I simply shrug, grabbing my phone that was on top of the centre table and looking at my notifications. Mostly are texts from Megan and after I reply to her somehow I end up staring at Harry's contact name.

For some reason, his actions today captivated me. I shouldn't feel this way, but power looks good on him and unfortunately, he's aware of that. I should stay mad at him for talking to me the way he did, but I'm not and even if I feel disappointed with myself for that, I also can't help feeling like this.

"Coward."

I widen my eyes at Louis' statement, scowling at him as he raises his eyebrows daringly. "Excuse me?" I ask with furrowed eyebrows, watching as he clears his throat before speaking.

"I said, coward." He repeats with a smirk and I smack his arm infuriatingly, a glower etched on my features as he laughs quietly.

"Why am I a coward?"

"Because you want to talk to him, but you're too much of a coward to do it." He affirms, making me roll my eyes with a shake of my head.

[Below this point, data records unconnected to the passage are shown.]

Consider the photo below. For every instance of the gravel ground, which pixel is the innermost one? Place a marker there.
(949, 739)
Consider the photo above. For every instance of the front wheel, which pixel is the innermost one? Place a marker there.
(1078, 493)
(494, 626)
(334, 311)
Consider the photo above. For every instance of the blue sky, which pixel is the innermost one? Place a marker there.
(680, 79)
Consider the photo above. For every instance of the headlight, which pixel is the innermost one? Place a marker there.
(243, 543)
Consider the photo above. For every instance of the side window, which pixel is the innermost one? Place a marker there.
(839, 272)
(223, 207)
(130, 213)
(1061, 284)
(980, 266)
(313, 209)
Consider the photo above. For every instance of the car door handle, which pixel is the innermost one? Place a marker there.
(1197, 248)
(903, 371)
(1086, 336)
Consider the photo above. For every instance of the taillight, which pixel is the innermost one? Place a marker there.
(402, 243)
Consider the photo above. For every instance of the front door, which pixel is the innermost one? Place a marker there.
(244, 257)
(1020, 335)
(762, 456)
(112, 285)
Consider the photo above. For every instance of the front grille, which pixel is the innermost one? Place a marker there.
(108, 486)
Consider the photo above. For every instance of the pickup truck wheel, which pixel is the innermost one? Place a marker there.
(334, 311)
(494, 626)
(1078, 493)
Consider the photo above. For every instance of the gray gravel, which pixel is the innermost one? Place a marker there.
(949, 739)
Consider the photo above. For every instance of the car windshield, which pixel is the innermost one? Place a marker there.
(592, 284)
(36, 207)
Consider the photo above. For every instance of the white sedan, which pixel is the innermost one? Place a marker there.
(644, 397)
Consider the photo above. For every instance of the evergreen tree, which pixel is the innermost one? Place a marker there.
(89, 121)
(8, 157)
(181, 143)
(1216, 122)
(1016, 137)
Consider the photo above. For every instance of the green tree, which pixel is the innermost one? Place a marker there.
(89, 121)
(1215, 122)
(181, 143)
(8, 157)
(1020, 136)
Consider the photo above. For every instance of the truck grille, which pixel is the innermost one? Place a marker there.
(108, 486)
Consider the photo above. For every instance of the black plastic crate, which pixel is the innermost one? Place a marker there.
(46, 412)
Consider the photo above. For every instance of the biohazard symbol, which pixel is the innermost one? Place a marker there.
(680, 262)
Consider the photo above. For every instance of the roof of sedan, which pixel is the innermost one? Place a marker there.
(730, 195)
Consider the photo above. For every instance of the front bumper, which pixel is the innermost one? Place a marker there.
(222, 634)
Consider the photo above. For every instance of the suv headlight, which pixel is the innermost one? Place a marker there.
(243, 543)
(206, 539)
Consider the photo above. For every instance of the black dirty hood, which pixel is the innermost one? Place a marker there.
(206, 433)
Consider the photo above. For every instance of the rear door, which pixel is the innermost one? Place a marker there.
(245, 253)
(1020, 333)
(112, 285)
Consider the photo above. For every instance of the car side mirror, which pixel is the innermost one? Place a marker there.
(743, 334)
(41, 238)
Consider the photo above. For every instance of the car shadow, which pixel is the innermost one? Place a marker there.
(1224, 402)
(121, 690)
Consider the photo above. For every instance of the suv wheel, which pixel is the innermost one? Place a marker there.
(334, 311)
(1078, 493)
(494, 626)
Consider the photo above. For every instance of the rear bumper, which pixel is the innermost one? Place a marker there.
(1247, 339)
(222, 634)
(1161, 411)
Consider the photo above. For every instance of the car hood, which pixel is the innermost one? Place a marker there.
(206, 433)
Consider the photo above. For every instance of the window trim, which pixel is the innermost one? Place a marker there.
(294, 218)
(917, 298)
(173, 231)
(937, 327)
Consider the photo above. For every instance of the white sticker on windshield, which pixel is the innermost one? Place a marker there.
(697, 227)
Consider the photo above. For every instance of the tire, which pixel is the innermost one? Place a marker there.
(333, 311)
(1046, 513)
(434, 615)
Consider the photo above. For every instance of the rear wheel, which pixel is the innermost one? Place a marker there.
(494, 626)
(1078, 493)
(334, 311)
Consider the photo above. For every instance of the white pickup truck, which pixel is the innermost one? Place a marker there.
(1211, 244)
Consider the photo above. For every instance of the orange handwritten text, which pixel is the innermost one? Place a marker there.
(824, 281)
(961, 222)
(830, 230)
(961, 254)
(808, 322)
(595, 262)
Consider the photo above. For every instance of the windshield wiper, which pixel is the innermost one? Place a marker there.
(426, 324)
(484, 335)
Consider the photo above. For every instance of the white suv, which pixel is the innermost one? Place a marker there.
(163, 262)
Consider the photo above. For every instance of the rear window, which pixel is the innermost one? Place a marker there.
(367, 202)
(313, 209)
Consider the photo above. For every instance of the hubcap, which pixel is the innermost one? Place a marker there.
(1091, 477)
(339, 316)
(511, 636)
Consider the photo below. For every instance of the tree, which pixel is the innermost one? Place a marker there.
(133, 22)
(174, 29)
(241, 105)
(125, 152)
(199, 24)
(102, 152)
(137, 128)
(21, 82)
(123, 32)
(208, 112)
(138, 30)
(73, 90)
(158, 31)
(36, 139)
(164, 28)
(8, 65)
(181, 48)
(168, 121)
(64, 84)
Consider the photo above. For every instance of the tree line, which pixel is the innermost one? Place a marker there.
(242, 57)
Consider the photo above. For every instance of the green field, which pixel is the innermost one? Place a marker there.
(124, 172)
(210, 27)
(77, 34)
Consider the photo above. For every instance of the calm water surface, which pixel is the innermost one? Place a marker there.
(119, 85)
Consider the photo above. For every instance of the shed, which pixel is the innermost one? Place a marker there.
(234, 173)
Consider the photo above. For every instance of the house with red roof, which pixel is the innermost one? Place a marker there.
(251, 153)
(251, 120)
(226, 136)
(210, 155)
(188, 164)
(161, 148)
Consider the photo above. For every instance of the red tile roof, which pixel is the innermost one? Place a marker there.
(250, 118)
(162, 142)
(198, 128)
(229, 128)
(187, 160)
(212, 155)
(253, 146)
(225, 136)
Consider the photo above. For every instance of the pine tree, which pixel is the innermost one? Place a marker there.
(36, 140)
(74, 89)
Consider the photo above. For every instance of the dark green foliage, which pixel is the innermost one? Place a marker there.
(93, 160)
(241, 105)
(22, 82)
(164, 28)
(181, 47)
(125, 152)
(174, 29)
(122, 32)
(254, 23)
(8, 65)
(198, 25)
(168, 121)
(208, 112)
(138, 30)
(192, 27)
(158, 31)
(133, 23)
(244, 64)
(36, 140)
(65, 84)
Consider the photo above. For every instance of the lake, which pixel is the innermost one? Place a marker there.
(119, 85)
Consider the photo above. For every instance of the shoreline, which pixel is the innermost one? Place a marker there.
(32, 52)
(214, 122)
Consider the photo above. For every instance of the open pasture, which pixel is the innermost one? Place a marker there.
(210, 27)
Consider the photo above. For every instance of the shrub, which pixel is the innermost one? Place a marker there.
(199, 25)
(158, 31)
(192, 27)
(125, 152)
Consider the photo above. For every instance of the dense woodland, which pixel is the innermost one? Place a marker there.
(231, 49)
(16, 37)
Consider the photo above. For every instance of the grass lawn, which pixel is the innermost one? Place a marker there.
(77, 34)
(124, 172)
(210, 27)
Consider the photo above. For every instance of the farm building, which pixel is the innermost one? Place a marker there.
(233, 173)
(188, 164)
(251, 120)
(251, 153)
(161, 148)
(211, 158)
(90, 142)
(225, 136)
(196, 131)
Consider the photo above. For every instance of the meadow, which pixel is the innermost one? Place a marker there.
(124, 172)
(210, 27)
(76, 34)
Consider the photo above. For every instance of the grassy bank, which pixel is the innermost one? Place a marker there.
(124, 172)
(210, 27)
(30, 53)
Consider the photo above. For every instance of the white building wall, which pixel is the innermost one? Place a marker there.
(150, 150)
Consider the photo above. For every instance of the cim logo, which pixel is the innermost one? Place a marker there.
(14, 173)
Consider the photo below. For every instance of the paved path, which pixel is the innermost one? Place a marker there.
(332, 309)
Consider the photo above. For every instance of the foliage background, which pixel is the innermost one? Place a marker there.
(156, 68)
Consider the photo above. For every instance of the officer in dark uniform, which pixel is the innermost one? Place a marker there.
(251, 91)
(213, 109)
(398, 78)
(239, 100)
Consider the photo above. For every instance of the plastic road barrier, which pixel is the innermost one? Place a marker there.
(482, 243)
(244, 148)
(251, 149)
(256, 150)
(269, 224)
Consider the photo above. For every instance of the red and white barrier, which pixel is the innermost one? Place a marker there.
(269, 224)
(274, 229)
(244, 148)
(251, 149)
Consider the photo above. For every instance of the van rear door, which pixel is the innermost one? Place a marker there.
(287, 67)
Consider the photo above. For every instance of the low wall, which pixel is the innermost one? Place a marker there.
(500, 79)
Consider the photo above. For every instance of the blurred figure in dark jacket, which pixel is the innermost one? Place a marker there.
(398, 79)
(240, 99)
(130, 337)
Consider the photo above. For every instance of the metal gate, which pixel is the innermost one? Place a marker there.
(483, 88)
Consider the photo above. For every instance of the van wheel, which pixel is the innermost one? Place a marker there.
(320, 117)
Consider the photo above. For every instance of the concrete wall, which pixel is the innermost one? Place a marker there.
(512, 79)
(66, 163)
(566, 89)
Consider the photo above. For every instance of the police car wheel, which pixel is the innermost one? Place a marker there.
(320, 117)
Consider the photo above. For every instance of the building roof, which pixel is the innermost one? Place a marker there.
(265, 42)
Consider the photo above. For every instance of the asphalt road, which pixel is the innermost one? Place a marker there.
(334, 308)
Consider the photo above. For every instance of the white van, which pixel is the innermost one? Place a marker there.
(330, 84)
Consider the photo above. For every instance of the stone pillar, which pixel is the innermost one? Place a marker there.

"Even if I did talk to him, what would I say? Oh hello, you're an asshole but you're hot so it's okay, wake up Louis." I mock myself before turning to look at him with a blank stare as he chuckles at my actions.

"You can always tell him that." He shrugs carelessly, turning his attention to the tv once again while I stare at the wall while thinking.

Should I? Of course not, I can't give him what he wants, I never did and it's not now that I will start. Maybe I'm only feeling like this because for once he didn't look desperate for my approval in a way.

Like when he called me begging for forgiveness or when he kissed me in that party of his and apologised afterwards. He seemed so different when that happened, and now that he looks so unbothered with me it's when I decide to pay attention to him like the fool I am.